The rise in unemployment will necessitate increased spending on unemployment insurance and make more people Medicaid-eligible. The combination of lower tax revenue and increased funding needs will severely strain state and local budgets.

Unlike the federal government, most states cannot operate by running a deficit. Lost revenues must be made up by a combination of decreased spending and increased taxes or fees. Yet it took years following recovery from the 2008-2009 recession for states to rebuild budgets close to the pre-recession levels.

How quickly states and municipalities rebound from the coming recession depends a great deal on the federal government’s actions. The “Families First Coronavirus Response Act,” just passed, increased the federal share of Medicaid by 6.2 percent and gave some relief to state unemployment insurance funds. Additional stimulus programs are in the works, but the shape they will take and how far-reaching they will be remains to be seen.

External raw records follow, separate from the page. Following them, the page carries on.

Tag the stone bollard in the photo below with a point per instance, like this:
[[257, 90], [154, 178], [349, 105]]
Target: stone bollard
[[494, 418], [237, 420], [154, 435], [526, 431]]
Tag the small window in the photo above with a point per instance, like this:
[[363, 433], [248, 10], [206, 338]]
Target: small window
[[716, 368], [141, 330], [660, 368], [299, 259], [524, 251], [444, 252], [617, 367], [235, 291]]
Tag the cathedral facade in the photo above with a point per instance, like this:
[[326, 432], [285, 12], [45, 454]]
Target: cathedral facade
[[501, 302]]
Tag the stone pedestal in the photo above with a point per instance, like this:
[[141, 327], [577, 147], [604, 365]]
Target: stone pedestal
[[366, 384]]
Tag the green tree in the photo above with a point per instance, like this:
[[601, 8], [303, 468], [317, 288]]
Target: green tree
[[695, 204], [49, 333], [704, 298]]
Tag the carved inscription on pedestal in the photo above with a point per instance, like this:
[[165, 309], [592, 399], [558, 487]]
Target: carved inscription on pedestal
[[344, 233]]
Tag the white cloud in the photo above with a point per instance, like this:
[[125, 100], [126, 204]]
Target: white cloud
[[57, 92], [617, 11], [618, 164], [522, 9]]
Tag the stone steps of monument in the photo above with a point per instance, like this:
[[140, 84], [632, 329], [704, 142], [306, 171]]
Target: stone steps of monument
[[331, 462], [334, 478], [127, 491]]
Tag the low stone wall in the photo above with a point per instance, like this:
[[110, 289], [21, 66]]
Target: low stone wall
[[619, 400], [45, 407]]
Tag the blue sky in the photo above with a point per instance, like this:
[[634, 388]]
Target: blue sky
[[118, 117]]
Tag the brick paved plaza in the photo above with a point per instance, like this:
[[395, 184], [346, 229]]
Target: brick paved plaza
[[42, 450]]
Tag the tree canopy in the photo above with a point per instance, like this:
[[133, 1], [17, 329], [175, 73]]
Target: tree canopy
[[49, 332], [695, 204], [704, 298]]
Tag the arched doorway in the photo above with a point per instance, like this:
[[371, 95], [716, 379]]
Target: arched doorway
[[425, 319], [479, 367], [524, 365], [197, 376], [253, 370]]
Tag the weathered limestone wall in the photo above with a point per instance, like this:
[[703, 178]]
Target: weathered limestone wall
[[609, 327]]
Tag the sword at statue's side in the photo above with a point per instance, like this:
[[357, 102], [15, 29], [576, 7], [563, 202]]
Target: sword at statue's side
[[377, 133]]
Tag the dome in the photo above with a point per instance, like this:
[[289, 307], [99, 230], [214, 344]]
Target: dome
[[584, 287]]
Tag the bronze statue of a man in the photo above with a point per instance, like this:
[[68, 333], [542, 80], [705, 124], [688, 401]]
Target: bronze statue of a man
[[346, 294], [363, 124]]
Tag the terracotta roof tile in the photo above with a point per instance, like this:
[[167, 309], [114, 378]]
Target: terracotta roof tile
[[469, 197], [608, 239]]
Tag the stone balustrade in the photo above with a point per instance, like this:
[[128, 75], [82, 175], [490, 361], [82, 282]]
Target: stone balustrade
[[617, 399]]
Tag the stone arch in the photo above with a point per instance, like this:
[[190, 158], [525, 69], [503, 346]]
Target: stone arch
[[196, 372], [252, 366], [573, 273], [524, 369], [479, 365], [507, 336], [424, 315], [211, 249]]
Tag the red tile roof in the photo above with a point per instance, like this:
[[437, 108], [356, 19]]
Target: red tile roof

Party affiliation matters less when state governors survey already squeezed budgets and consider what’s ahead. Some states are better prepared than others for what could be unprecedented “rainy day” needs.

California, for example, has compiled a $20 billion reserve fund. But others, as a recent Politico article noted, “will have to figure out which programs to cut for the first time in years. Illinois, for instance, doesn’t even have a rainy day fund.”

How prepared are we in Tennessee? Early projections were for the state to amass a budget surplus of $1.24 billion by the end of fiscal year 2020 and a rainy day reserve of $1.5 billion (based on the projected budget) at the close of fiscal year 2021.

The pandemic casts doubt on both projections. With 60 percent of state revenue dependent upon sales and use tax revenue, the state’s fiscal outlook will depend on the success of efforts to curb the spread of COVID-19 and the response of the federal government.

Larry Van Guilder is the business/government editor for Knox TN Today.